Tydlaska repeatedly dialed her husband, trying to calm her anxiety. 

“I couldn’t close my eyes, so I just kept dialing his number for hours. And finally it worked. At some point he picked up the phone and I was like ‘Oh my god!’ And so I am trying to talk to him, and he’s like ‘Yeah, I’m sleeping.'”

Through his grogginess, her husband told Tydlaska that an oak tree had smashed her car, and that he was evacuating to Houston, where Tydlaska eventually met up with him. 

The couple didn’t stay away long. Tydlaska’s husband owned a Wing Zone restaurant on the West Bank at the time. The couple received special permission to return early, something given to business deemed essential to recovery, like restaurants. 

“We had chicken and that’s all,” Tydlaska said. “We had chicken wings. That you can have chicken and one sauce and people were so thrilled that.”

The Tydlaskas returned to find their restaurant looted. It took them two weeks to get up and running. 

“I remember seeing a whole bunch of flour, and the flour was just thrown,” Tydlaska said. “I mean it looks like snow all throughout the lobby. There were graffiti marks all along inside of the walls. Lot of things inside were smashed and turned over.”

Tydlaska’s family home, the same one her sister had almost finished renovating, was destroyed as well. 

“That house looked like somebody had picked it up, just shook it and threw it back down because everything was just not where — I mean it was it was insane the way that house looked.” Tydlaska said. 

Two weeks after Hurricane Katrina, Tydlaska’s grandmother passed away. Going back to the house where she spent most of her time was an act of mourning for Tydlaska and her family. 

The day of the funeral, which also happened to be Tydlaska’s birthday, was the last day Tydlaska set foot in her family house.

“I remember we took the flowers from from her grave and we threw it on top of everything,” Tydlaska said. “That was sort of the last image I have of the house. I didn’t go back after that.”

Tydlaska’s father sold the house exactly as it was. Today it has been converted into a duplex that the owner rents out as condos. 

The change of the house is emblematic of a greater shift, not only within New Orleans, but the people, like Tydlaska, who live there.  

“The idea of permanence isn’t really real to me any longer because I’ve seen things,” Tydlaska said. “When you grow up seeing things the same way every day you don’t really expect that to change.”

Tydlaska credits the experience with her change in career path, choosing a job in Tulane’s admission office over a life working in literature. She joined the admissions team nine months after Hurricane Katrina.

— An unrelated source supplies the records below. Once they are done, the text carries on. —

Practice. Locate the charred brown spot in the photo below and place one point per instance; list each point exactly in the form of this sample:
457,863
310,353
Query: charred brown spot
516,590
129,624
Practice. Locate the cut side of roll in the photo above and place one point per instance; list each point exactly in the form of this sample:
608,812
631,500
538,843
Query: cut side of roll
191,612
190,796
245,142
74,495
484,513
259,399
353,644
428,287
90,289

“It just gave me the time to think about this career and maybe if it was isolating for me,” Tydlaska said. “I wanted to get involved in something that got me in front of people, that seemed to be doing something good for the city and that’s kind of how admission came about.”

Tydlaska shares the pitch she gave to students during her critical work to revive the student population. It reads as more than flashy statement, but a mandate of perseverance has characterized the university to this day.

“Tulane is fine, and, in fact, we’re going to thrive, and we need you,” Tydlaska said. “We need really passionate involved students to come and help us. And we got that. And we continue to get that to this day.”